The world is changing and the community is becoming less tolerant of legislative non-compliance. There is strong need to modify the Franchising agreement for transparency and compliance. These are some of the majors that companies can implement;
- Develop code of conduct to immediately terminate a franchise agreement if there is serious breach of workplace legislations by a franchisee.
- Develop an auditing model that shares equal responsibilities between company and franchisees to monitor the operations
- Take severe disciplinary actions against employees’ complaint and investigate based on evidence
- Monitor recruitment process and diversity of employees to ensure minorities or vulnerable groups are not victimized
- The company must hire independent investors and mystery shoppers to identify culprit franchisee for noncompliance.
- Company must develop forum to share store practices and employees feedback that are anonymous and directly under the higher management
- The franchisees can develop union and workout a model that supports equal benefit for multi-stakeholders
The companies need to ask whether underpayment is an act of being strategic in organizing businesses.
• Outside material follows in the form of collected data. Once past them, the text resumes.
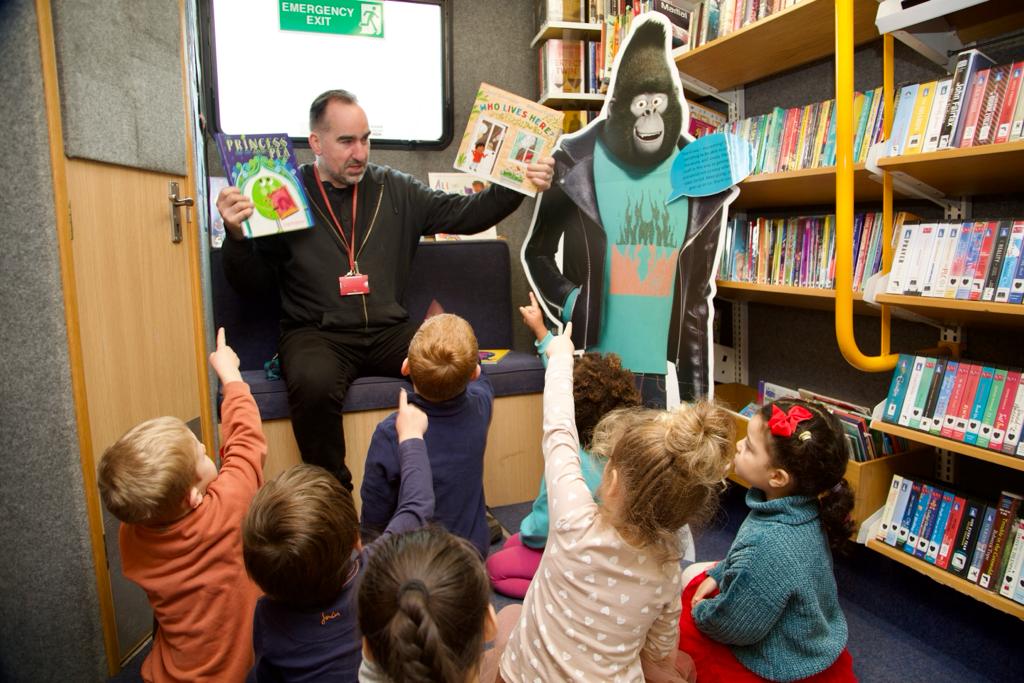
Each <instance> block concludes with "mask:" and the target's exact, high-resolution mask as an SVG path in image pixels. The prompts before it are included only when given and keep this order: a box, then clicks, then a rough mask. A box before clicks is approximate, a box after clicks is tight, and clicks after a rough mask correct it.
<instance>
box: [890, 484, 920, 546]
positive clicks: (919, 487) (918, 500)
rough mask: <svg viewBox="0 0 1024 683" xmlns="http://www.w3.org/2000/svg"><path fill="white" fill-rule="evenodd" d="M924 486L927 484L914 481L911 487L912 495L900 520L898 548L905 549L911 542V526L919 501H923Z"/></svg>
mask: <svg viewBox="0 0 1024 683" xmlns="http://www.w3.org/2000/svg"><path fill="white" fill-rule="evenodd" d="M924 486H925V484H923V483H922V482H920V481H914V482H912V483H911V485H910V495H909V496H908V497H907V500H906V507H905V508H904V509H903V516H902V517H901V518H900V523H899V530H898V531H897V532H896V546H895V547H896V548H904V547H906V545H907V544H908V543H909V542H910V526H911V525H912V524H913V517H914V515H915V514H916V511H918V501H919V500H920V499H921V496H922V489H923V488H924ZM922 514H924V513H922ZM912 550H913V548H912V547H911V549H910V550H909V551H907V552H912Z"/></svg>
This will decide the approach for business operations and compliance. Underpayment should never be considered as an options for managing expenses. Instead, business operators must generate revenue from other sources. It is not ethical operate a business that makes profit by sacrificing the employees’ interest. Even after accepting their mistake, company operator must redevelop their operational framework to ensure that such incidents does not happen in future. This can only be achieved by strong compliance and transparent auditing.
Conclusion
The exploitation still exist at other franchise chains like McDonalds, Pizza hut who operates on the somewhat similar franchise model like 7-Eleven. The scandal uncovered that such exploitations are common practice and mostly organized at management level. Underpayments not only affects the business but it also destroys the brand reputation in global market. It also brings bad name for the country considering that most of the staff are international students who work in stores to manage their expenses. Without remedial process this exploitation will become part of work policies and there will be no one answerable for wrong-doings. Although, this revelation has opened a Pandora box for other business operators but until there is a strong compliance legislation, such scams will continue.
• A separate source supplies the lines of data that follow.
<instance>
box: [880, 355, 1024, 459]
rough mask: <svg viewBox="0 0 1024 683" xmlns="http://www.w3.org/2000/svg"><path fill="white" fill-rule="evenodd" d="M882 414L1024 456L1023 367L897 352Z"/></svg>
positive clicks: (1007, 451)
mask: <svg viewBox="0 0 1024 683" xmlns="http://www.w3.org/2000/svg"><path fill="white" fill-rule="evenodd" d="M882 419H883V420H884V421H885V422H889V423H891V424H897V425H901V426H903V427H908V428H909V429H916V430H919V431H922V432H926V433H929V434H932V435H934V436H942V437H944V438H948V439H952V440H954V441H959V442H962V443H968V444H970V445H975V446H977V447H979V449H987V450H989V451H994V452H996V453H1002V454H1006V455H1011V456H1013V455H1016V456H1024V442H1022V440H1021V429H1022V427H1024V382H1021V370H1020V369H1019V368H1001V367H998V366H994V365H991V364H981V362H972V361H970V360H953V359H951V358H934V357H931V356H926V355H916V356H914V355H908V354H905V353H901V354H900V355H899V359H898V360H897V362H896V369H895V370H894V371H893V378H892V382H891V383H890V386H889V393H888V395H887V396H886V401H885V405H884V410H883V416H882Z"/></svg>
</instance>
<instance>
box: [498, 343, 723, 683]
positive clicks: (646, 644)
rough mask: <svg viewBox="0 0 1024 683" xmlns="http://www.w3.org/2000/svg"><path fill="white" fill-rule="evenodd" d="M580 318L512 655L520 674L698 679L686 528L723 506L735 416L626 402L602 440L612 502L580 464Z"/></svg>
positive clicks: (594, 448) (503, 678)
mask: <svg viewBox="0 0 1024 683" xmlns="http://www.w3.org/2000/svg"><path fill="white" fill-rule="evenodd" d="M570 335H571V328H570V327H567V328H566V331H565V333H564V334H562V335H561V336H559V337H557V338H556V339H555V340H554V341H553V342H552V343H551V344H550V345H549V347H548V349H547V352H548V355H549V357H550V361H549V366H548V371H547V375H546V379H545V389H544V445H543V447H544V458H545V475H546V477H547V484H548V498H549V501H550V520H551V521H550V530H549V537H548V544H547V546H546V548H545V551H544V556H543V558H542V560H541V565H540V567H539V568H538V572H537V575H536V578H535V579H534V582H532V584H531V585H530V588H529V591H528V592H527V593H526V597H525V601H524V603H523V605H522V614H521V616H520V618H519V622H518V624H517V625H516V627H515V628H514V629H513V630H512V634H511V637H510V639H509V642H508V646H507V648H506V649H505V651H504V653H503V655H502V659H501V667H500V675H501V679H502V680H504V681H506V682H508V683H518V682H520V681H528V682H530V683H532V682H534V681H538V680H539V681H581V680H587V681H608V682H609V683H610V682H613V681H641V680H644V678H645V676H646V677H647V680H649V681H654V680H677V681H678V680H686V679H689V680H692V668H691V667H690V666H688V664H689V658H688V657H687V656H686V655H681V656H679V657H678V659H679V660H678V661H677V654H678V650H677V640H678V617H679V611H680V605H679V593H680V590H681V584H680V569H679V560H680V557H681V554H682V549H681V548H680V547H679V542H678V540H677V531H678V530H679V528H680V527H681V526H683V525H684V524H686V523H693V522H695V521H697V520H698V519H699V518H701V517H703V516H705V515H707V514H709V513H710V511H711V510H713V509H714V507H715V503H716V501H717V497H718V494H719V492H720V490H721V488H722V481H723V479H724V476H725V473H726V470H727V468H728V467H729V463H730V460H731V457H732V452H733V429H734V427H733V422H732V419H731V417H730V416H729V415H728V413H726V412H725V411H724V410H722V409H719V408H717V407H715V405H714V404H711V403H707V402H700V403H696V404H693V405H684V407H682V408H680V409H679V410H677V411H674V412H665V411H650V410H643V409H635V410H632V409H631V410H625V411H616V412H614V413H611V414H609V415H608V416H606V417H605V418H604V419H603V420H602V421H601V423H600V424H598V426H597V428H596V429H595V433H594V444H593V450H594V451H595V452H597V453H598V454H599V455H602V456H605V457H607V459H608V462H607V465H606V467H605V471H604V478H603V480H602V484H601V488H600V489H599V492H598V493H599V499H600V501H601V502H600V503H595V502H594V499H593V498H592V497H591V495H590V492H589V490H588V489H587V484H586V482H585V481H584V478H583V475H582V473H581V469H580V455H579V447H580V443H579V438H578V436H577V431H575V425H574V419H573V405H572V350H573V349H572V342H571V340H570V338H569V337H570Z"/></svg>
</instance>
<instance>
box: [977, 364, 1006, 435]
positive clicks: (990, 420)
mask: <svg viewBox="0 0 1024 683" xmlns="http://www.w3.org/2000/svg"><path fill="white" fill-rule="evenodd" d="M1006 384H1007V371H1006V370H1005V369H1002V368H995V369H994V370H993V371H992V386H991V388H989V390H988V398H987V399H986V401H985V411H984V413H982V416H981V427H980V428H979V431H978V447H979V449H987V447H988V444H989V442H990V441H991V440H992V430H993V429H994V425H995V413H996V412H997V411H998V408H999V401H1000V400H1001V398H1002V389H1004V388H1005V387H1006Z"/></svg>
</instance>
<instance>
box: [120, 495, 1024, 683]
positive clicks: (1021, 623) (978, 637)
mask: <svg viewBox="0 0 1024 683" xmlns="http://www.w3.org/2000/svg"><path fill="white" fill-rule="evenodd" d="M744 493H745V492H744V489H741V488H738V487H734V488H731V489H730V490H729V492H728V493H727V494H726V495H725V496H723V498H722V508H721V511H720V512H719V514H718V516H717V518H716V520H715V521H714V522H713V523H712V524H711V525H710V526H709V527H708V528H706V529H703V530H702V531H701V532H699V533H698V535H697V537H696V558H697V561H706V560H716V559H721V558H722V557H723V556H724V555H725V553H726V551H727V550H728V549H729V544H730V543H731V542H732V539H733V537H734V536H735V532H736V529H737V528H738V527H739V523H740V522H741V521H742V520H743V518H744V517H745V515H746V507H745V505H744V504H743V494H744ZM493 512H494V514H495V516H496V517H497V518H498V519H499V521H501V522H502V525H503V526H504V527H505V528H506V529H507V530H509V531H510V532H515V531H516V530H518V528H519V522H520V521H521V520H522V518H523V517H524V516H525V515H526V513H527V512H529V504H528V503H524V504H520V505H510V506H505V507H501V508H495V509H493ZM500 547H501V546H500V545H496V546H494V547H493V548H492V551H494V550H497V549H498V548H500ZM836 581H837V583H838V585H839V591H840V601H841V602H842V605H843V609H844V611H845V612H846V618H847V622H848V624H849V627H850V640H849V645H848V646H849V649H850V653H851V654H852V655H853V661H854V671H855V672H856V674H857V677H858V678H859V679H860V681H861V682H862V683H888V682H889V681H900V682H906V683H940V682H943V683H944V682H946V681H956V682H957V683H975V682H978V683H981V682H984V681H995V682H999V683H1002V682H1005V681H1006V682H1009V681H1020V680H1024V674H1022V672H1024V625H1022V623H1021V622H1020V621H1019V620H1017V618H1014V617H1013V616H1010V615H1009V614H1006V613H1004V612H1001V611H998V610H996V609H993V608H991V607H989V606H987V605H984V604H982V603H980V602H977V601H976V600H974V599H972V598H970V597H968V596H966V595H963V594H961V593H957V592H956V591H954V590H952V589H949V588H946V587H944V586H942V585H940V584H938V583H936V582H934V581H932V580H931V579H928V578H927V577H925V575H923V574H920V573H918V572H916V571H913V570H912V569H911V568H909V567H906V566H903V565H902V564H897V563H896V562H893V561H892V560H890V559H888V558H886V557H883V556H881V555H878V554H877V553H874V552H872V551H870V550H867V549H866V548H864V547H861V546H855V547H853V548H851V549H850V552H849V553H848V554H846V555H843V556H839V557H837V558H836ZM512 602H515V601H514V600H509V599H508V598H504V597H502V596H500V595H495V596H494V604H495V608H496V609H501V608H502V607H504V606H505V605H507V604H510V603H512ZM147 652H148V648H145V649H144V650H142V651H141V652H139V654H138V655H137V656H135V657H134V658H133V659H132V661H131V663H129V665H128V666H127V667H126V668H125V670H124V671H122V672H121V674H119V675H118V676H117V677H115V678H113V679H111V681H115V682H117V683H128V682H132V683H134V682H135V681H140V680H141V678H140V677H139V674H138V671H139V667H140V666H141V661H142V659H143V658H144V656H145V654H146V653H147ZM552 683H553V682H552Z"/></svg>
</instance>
The Fair work Ombudsman and government has tough task in eliminating such organised frauds and support workforce. Such scams forces business operators to assess their business ethics policies against the impact they create for multiple stakeholders. If business operators follow ethical leadership then they will have better control over compliance and mutual benefits for the business. The operational model can be modified to increase the stakeholders share and it will eventually help both parties to take ownership.